EQ Bank Adopts PKI-as-a-Service
EQ Bank is the digital platform of Toronto-based Equitable Bank. Launched in 2016 as Canada’s first-born digital bank, EQ Bank has fueled rapid growth by challenging traditional banks with a completely branchless experience and smarter banking solutions.
Recently, the bank began to experience several challenges with their existing PKI program, including a lack of visibility into certificate expirations and configurations that led to unexpected outages, shadow PKI in the form of self-signed certificates and an inability to support DevOps and cloud use cases.
In response, EQ Bank decided to adopt PKIaaS with Keyfactor to eliminate outages and enable DevOps teams to move faster, without the cost and complexity of running PKI on-premises.
This move to the cloud has allowed EQ Bank to modernize its PKI program, leading to benefits like greater visibility to remediate risks, automation to help eliminate outages due to expired certificates and integrated certificate provisioning in DevOps workflows.
Additionally, by adopting a PKIaaS model with Keyfactor, EQ Bank has reduced the certificate-related task workload by two full-time equivalents (FTE) – resulting in enormous time savings for their in-house security team.
Erie 1 BOCES Chooses Turnkey SaaS PKI
Erie 1 BOCES is a New York public school cooperative that delivers technology and support to more than 100 school districts across seven counties in New York. It was established as a way for local school districts to collaborate on services and reduce their individual expenses.
As part of the cooperative’s approach to managed IT services, they recently recognized the need for a new way to authenticate mobile devices for Wi-Fi access and identified cloud-based PKI as the best solution.
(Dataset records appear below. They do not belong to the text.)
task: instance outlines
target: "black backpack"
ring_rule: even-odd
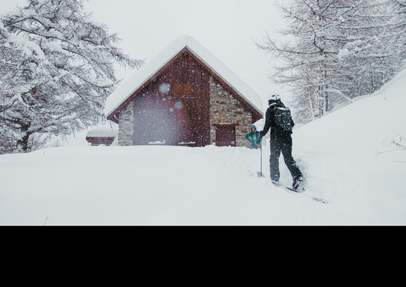
[[[282,132],[292,132],[290,110],[289,108],[275,106],[274,112],[275,127]]]

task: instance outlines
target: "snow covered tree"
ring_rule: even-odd
[[[400,0],[390,0],[400,1]],[[308,122],[340,104],[379,89],[398,71],[403,42],[386,0],[291,0],[278,4],[285,43],[258,46],[283,64],[274,83],[287,84],[298,120]]]
[[[29,151],[102,120],[118,82],[114,64],[143,64],[119,41],[83,0],[27,0],[0,18],[0,153]]]

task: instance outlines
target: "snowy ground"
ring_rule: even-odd
[[[382,144],[406,136],[405,83],[295,130],[304,194],[272,186],[269,144],[266,178],[260,150],[65,146],[0,156],[0,225],[405,225],[406,150]]]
Erie 1 BOCES already used Microsoft Azure Active Directory and Microsoft Office 365 and wanted to stay within that environment. This led the team straight to Keyfactor’s EJBCA Enterprise certificate issuance and management system, which works with Microsoft Azure and Microsoft Intune.
They were able to deploy EJBCA Enterprise directly from within the Azure marketplace, allowing the cooperative to be up and running with the new cloud-based PKI program within two weeks. Now, they have a fully modern PKI program for mobile device and workstation validation on the cooperative’s Wi-Fi network running seamlessly within their existing Microsoft footprint.
Which Path to Cloud PKI is Right For You?
As you consider cloud-based PKI, it’s critical to take the time to evaluate your options to determine which path is the right fit for your team’s needs and resources.
But whichever route you do choose, you’ll be well on your way toward a more modern and scalable PKI program — and the importance of that can not be overstated.